Guest Post by Nicola of

The weaning journey you undertake with your little one is one of the most exciting times of parenting. Couple this with Christmas and you’ve got one very excited Mummy and baby! Whether your baby is six months old or twelve months old, there’s plenty of choice out there for Christmas foods for you both to enjoy, and a few you need to be wary of, or avoid all together. With Christmas approaching in a few short weeks, let’s have a look at some of the yummy Yuletide delights baby can partake in…

1. Turkey

A traditional Christmas dinner will have turkey plus all the trimmings and this white meat is a great source of protein for your baby. For younger babies, serve it in finger length strips so they can grab hold of it easily, and for older babies, cut it into pea sized chunks so they can practise using their pincer grip.

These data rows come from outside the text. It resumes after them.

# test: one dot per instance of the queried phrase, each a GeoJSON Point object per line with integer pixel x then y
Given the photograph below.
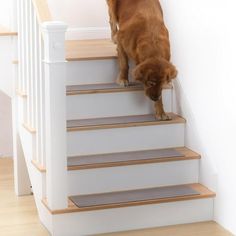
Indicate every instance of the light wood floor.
{"type": "Point", "coordinates": [18, 216]}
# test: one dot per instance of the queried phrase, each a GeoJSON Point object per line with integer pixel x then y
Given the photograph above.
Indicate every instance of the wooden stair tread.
{"type": "Point", "coordinates": [120, 122]}
{"type": "Point", "coordinates": [100, 49]}
{"type": "Point", "coordinates": [105, 88]}
{"type": "Point", "coordinates": [6, 32]}
{"type": "Point", "coordinates": [198, 192]}
{"type": "Point", "coordinates": [131, 158]}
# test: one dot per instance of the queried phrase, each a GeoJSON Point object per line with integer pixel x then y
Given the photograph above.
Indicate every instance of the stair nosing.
{"type": "Point", "coordinates": [109, 164]}
{"type": "Point", "coordinates": [205, 193]}
{"type": "Point", "coordinates": [176, 120]}
{"type": "Point", "coordinates": [192, 156]}
{"type": "Point", "coordinates": [133, 88]}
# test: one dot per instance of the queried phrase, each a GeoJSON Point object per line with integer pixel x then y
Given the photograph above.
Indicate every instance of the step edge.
{"type": "Point", "coordinates": [75, 209]}
{"type": "Point", "coordinates": [110, 90]}
{"type": "Point", "coordinates": [195, 156]}
{"type": "Point", "coordinates": [177, 120]}
{"type": "Point", "coordinates": [131, 163]}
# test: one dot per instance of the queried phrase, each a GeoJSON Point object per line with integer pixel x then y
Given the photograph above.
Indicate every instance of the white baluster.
{"type": "Point", "coordinates": [55, 104]}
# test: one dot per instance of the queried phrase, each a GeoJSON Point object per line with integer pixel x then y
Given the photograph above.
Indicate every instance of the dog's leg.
{"type": "Point", "coordinates": [113, 19]}
{"type": "Point", "coordinates": [123, 78]}
{"type": "Point", "coordinates": [160, 113]}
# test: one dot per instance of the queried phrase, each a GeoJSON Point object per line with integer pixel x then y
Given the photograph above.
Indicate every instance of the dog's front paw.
{"type": "Point", "coordinates": [124, 82]}
{"type": "Point", "coordinates": [163, 117]}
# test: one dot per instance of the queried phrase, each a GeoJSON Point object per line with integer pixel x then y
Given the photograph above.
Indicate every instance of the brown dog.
{"type": "Point", "coordinates": [138, 28]}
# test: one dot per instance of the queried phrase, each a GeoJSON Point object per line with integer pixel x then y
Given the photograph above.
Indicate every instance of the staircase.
{"type": "Point", "coordinates": [98, 160]}
{"type": "Point", "coordinates": [7, 48]}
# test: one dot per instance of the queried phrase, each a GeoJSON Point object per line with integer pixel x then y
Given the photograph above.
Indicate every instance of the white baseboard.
{"type": "Point", "coordinates": [88, 33]}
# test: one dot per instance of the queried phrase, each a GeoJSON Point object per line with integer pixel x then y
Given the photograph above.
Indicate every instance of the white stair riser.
{"type": "Point", "coordinates": [133, 218]}
{"type": "Point", "coordinates": [132, 177]}
{"type": "Point", "coordinates": [7, 68]}
{"type": "Point", "coordinates": [113, 104]}
{"type": "Point", "coordinates": [92, 72]}
{"type": "Point", "coordinates": [125, 139]}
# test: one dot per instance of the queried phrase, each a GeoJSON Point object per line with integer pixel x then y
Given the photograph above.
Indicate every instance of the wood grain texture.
{"type": "Point", "coordinates": [42, 10]}
{"type": "Point", "coordinates": [6, 32]}
{"type": "Point", "coordinates": [120, 122]}
{"type": "Point", "coordinates": [18, 215]}
{"type": "Point", "coordinates": [186, 155]}
{"type": "Point", "coordinates": [99, 49]}
{"type": "Point", "coordinates": [127, 158]}
{"type": "Point", "coordinates": [204, 193]}
{"type": "Point", "coordinates": [137, 195]}
{"type": "Point", "coordinates": [105, 88]}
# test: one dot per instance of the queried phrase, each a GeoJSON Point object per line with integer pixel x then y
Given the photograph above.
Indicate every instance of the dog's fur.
{"type": "Point", "coordinates": [138, 29]}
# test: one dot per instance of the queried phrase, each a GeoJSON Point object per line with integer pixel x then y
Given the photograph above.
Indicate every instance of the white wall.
{"type": "Point", "coordinates": [5, 126]}
{"type": "Point", "coordinates": [86, 19]}
{"type": "Point", "coordinates": [203, 42]}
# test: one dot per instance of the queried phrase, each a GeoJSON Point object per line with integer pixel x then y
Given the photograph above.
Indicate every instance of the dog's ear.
{"type": "Point", "coordinates": [138, 73]}
{"type": "Point", "coordinates": [171, 72]}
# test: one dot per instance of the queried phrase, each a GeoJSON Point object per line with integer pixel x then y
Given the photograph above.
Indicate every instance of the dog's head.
{"type": "Point", "coordinates": [154, 73]}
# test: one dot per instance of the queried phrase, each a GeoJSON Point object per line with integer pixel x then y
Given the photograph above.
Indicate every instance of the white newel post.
{"type": "Point", "coordinates": [55, 113]}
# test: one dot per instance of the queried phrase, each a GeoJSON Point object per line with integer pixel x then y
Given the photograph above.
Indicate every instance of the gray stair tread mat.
{"type": "Point", "coordinates": [115, 120]}
{"type": "Point", "coordinates": [113, 198]}
{"type": "Point", "coordinates": [123, 157]}
{"type": "Point", "coordinates": [87, 87]}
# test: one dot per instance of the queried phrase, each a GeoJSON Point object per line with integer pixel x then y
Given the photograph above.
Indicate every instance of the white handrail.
{"type": "Point", "coordinates": [42, 78]}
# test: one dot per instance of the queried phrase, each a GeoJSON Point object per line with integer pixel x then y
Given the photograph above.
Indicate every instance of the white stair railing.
{"type": "Point", "coordinates": [42, 79]}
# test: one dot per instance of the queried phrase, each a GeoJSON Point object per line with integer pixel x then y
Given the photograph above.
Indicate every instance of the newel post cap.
{"type": "Point", "coordinates": [54, 26]}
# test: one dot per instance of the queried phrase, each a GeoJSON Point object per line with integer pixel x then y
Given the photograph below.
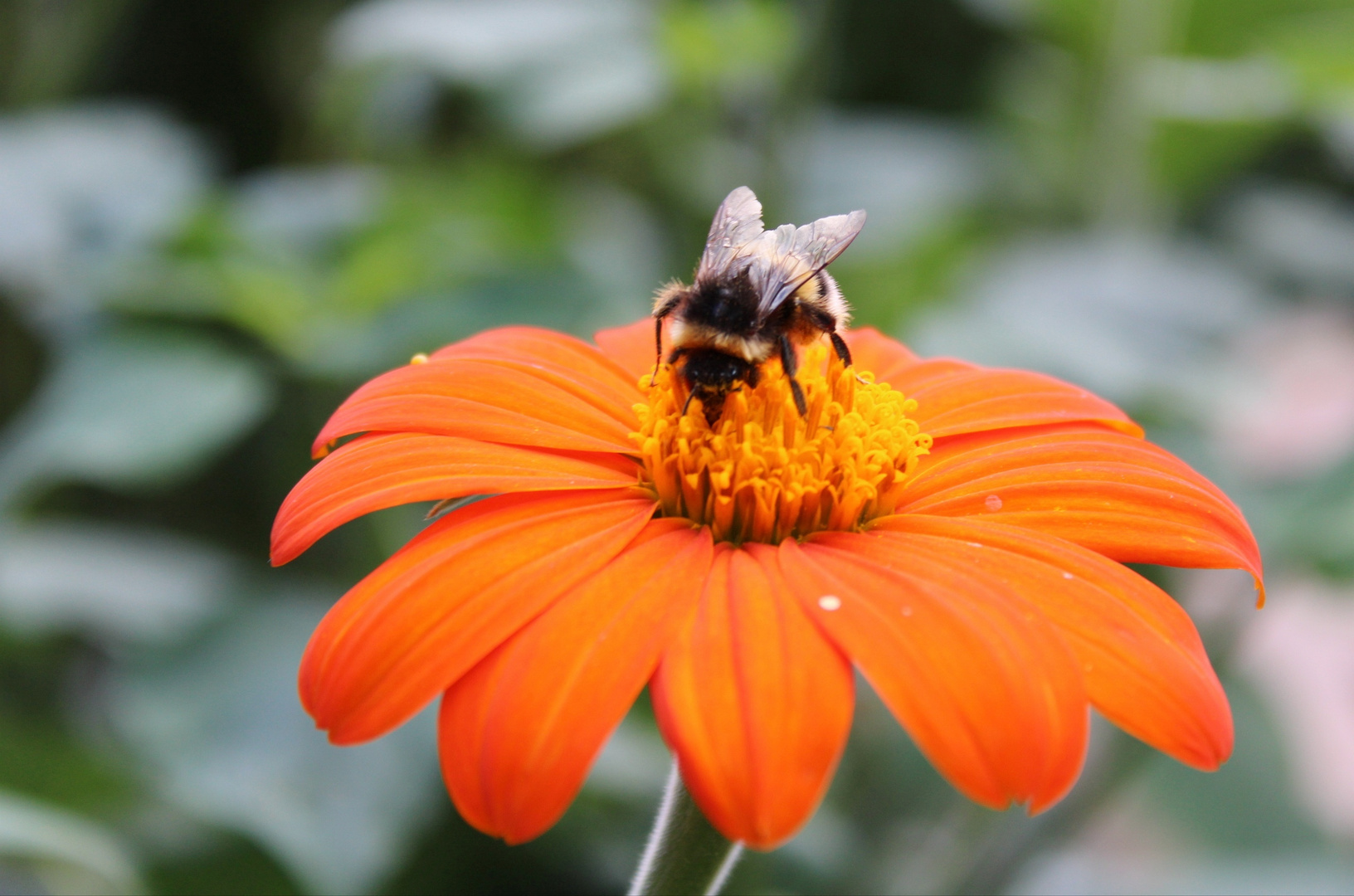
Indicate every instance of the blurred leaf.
{"type": "Point", "coordinates": [1302, 233]}
{"type": "Point", "coordinates": [83, 188]}
{"type": "Point", "coordinates": [42, 761]}
{"type": "Point", "coordinates": [133, 407]}
{"type": "Point", "coordinates": [1247, 806]}
{"type": "Point", "coordinates": [737, 49]}
{"type": "Point", "coordinates": [70, 855]}
{"type": "Point", "coordinates": [1123, 315]}
{"type": "Point", "coordinates": [1191, 160]}
{"type": "Point", "coordinates": [225, 739]}
{"type": "Point", "coordinates": [889, 291]}
{"type": "Point", "coordinates": [111, 581]}
{"type": "Point", "coordinates": [558, 72]}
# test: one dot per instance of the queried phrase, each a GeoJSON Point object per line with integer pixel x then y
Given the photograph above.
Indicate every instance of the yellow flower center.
{"type": "Point", "coordinates": [764, 473]}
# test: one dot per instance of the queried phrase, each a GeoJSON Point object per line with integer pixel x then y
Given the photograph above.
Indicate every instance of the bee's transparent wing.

A lot of people choose to forgo turkey these days and instead have goose, ham, salmon or even beef. All of these are suitable for baby led weaning as long as the ham doesn’t have a honey coating (babies under one shouldn’t eat honey due to the risk of botulism) and you watch the salt content.

2. Roast potatoes

There’s nothing better than a Christmas roastie – crunchy on the outside and soft on the inside. Our first baby was happiest on Christmas Day munching two or three of these and we served them in strips so they were easy for him to grab hold of. Cutting roast potatoes into strips also ensures they cool down quickly too, as the last thing you need on Christmas Day is a trip to A&E after baby getting a burnt mouth!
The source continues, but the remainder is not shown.